Virgin Mobile yesterday admitted that the number of new customers had nearly halved in the first quarter - but insisted its move into the contract market had proved successful.
The UK's fifth largest mobile phone company attracted 77,000 active new users - those who have used their mobile phone SIM cards in the last 90 days - in the three months to June 30, compared with 150,000 during the same period last year.
Virgin was hit by factors such as the increasing tendency for people to switch from operator to operator, as well as its decision to focus on more "quality" customer additions.
But the firm, which had until recently only offered pre-pay deals, said its new contract service had made a strong start since it was launched earlier this year.
Virgin differs from rivals such as Vodafone and O2 in that it operates as a " virtual operator" which uses the network of T-Mobile. Most of its business comes from customers buying pre-pay vouchers to top up the credit on their mobile phones.
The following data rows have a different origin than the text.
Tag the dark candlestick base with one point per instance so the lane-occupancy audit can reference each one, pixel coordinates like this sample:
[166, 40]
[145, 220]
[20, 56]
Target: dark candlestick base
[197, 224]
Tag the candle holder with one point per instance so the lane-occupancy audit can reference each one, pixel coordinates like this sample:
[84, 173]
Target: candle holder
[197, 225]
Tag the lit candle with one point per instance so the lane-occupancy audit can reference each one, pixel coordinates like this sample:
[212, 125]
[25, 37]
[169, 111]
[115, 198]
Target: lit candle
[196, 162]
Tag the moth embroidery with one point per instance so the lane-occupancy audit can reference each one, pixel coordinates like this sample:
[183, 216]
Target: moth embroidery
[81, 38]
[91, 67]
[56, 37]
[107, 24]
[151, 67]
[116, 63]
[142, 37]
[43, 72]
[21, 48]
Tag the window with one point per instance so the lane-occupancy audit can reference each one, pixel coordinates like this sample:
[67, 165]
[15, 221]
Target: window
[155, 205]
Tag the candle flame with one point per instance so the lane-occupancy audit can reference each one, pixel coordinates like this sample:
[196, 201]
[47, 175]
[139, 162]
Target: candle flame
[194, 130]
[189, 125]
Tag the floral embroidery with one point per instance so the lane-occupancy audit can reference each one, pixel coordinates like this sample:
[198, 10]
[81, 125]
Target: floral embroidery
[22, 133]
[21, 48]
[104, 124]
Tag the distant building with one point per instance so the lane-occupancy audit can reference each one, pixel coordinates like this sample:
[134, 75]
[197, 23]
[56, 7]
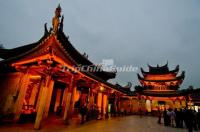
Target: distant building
[160, 87]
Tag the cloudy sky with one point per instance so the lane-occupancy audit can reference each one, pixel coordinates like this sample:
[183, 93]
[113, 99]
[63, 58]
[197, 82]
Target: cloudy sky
[132, 32]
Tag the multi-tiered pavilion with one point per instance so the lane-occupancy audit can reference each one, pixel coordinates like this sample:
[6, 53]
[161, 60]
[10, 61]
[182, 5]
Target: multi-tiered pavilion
[160, 87]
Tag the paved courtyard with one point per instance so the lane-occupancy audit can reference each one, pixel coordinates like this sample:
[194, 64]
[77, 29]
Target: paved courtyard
[120, 124]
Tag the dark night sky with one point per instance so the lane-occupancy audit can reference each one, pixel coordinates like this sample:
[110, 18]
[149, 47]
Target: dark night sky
[131, 32]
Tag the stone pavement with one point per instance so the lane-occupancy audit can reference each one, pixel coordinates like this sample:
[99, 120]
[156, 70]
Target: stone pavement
[118, 124]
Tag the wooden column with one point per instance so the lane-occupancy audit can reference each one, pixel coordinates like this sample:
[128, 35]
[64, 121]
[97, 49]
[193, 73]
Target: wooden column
[21, 96]
[42, 104]
[99, 101]
[69, 100]
[48, 100]
[102, 105]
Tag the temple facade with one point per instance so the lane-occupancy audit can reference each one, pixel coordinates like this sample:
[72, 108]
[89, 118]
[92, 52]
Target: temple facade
[51, 77]
[160, 88]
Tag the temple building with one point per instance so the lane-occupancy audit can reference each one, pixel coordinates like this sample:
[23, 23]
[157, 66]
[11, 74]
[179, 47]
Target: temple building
[51, 76]
[160, 87]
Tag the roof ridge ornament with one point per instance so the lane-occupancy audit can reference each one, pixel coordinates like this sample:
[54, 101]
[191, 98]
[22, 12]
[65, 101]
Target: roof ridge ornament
[56, 19]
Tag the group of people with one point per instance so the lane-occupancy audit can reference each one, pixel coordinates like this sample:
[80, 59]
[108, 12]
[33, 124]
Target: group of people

The company employs 1,400 staff at three sites in London, Trowbridge and Daventry.
Chief executive Tom Alexander yesterday said that it was too early to give specific figures, but insisted Virgin Mobile Pay Monthly had made a " powerful start" and provided a "substantial source" of growth.
Annual revenues per user fell to £123 from £127 the previous quarter, in line with expectations following a recent cut in call charges imposed on mobile phone operators by regulator Ofcom.
Growth in service revenues slowed to 6.8 per cent, although the underlying figure excluding the Ofcom move was 18.3 per cent.
The company said it remained confident of achieving full-year service revenues growth in the mid- teens for the full financial year. It pointed out the seasonal nature of its business, which is traditionally stronger in the second half of the year.
Mr Alexander said the results showed that Virgin Mobile continued to grow strongly and thrive in a competitive market.
He said: "We are confident our performance and momentum will deliver another successful year."
Corporate affairs director Stephen Day also said: "We're very comfortable with the subscriber growth figure.
"We do think there is a bit of a slowdown across the market in terms of net adds, but there is no slowdown on the high street."
With as many mobile phone cards as people, the UK has become one of Europe's most mature mobile phone markets. Growth now hinges in part on luring customers from other service providers and convincing subscribers to upgrade phone models.
Virgin Mobile, which is majority-owned by UK entrepreneur Sir Richard Branson, is smaller than rivals such as O2 and Vodafone Group with 4.1 million active subscribers, but some analysts expect it to have topped its larger peers in terms of customer additions.
"The absolute level of customer growth for Virgin is probably below what the consensus was looking for - but they were very confident," said Christian Maher, telecoms analyst at Investec.
He added that new contract phone deals would make more of an impact in the second half of the year, ARPU appeared to be on the rise and regulatory price cuts of about 30 per cent on the prices mobile phone companies charge for delivering calls from other UK networks would no longer apply.